Aquarium of the Pacific social media coordinator Madeline Walden holds a rainbow lorikeet for a TikTok, the aquarium’s newest digital outlet for marine and aviary education. (Emma DiMaggio | Signal Tribune)

For Madeline Walden, a day at work involves roaming the Aquarium of the Pacific, interacting with animals and filming them for their online debuts. Otters use the opportunity to finesse extra snacks from their keepers. Harpo the sea lion shows off his singing voice, which is more of a prolonged yell. Lola the parakeet shimmies and sways with his aviary dance moves.

Little do these animals know that they’re being broadcast to a fanbase of nearly 340,000 followers on the popular social media app TikTok. As social media coordinator for the aquarium, it’s Walden’s job to capture these moments.

“It’s a blast,” Walden said. “We try to make every single video, not just the cute stuff that would necessarily get the likes, but to tell a story and have some sort of conservation message or something that educates.”

When COVID-19 gripped the nation in March, businesses around the country shut down. The Aquarium of the Pacific, the largest aquarium in Southern California and the fourth most visited in the country, was no different. For the aquarium, this meant shutting down their exhibits to the public.

“It’s been a big difference,” Vice President of Finance Anthony Brown said. “It’s kind of eerie to walk around the aquarium and not see kids running around, to not see people here.”

But as their in-person viewership stunted, they captured the interest of millions of fans online.

In January, the Aquarium of the Pacific joined TikTok. Up until March, they had a meager 160 followers. Then, after one of their videos went viral, their followers surged to 100,000. Now, they’re sharing marine education with hundreds of thousands of fans.

With the temporary closure of their exhibits, the team had to pivot their strategy. During this pivot, they became more reliant on their online presence.

“It was really important to the leadership of the aquarium to be able to continue our mission and vision of connecting people with ocean education,” senior manager of aquarium communications Claire Atkinson said. “Just because our doors closed to the public didn’t mean that we stopped our mission.”


We are ##closedbutstillcaring 💙 ##aquariumofthepacific

♬ Oceans – Petit Biscuit

This mission lived on through online programming, classes, lectures and live cams in exhibits, many of which existed before the pandemic.

“Kids and parents are stuck at home together. A lot of people are looking for educational content online and ways to keep their kids engaged,” Atkinson said.

Their TikTok account became one of many outlets for this engagement. The video-based social media application has 800 million active users worldwide, the majority of which are teens and young adults.

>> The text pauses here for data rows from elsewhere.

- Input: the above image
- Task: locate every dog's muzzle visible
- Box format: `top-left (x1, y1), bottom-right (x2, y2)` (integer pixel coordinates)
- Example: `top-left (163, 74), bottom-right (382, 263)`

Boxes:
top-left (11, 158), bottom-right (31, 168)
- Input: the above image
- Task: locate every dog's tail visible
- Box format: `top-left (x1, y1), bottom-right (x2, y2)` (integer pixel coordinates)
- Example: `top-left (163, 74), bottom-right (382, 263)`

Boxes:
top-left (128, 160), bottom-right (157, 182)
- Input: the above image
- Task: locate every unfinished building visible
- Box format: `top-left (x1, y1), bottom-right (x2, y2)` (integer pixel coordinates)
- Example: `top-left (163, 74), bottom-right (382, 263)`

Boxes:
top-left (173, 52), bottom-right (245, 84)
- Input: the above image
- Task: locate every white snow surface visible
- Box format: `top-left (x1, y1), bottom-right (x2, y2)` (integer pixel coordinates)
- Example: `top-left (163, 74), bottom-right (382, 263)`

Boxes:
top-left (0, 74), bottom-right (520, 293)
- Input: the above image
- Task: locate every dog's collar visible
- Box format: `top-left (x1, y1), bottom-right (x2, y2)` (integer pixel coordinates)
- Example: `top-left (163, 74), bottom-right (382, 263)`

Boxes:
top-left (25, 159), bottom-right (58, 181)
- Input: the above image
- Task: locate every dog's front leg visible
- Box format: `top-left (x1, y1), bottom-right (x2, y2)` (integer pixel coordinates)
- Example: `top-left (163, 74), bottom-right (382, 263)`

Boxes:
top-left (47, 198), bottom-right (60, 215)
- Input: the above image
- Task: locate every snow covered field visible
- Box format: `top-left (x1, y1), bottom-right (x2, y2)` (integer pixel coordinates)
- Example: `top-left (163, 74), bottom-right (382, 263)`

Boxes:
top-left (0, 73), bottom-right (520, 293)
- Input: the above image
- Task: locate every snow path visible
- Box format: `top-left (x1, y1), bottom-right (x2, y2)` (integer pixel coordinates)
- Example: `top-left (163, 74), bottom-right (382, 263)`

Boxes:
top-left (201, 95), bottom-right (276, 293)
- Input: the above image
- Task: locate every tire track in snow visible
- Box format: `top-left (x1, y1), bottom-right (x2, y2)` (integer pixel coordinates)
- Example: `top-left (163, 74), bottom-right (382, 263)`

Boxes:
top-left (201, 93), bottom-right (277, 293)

In one video, a giant pacific octopus named Godzilla devours a toy boat full of mussels, carefully picking out each shell before releasing the boat. The video garnered 5.7 million views and 1.2 million likes.


We call this “Kraken Enrichment” 🐙🚤 ##LearnOnTikTok ##TikTokPartner ##aquariumofthepacific

♬ Embrace Chaos – Daniel Ciurlizza

“People love cephalopods,” Atkinson said. “And clearly from the comments you can tell that people are both local and global.”

Though the aquarium opened its outdoor exhibits in June, the social media account has continued to offer educational opportunities for those who prefer to enjoy the aquarium from the comfort of their homes. Until it’s safe for the aquarium to fully reopen, Brown hopes that their programming will help fill the gap.

“[The aquarium is] definitely a gathering place for our community,” Brown said. “I know that our patrons have missed being here and visiting the exhibits as well.”

As for capitalizing on their newfound audience through visits, the museum will have to wait for the go-ahead from county officials.

“As most museums and institutions like ours, we’re kind of at the mercy of the county,” Brown said. “Obviously we’re watching the key indicators for COVID cases, but really we’re waiting for the direction from our city leaders and the county health department.”

For now, fans of the aquarium can continue to enjoy outdoor exhibits as long as they wear masks and practice social distancing. These exhibits include the shark lagoon, stingray touching pools, penguins, seals and rainbow lorikeets. For online programming, fans can visit the aquarium’s website.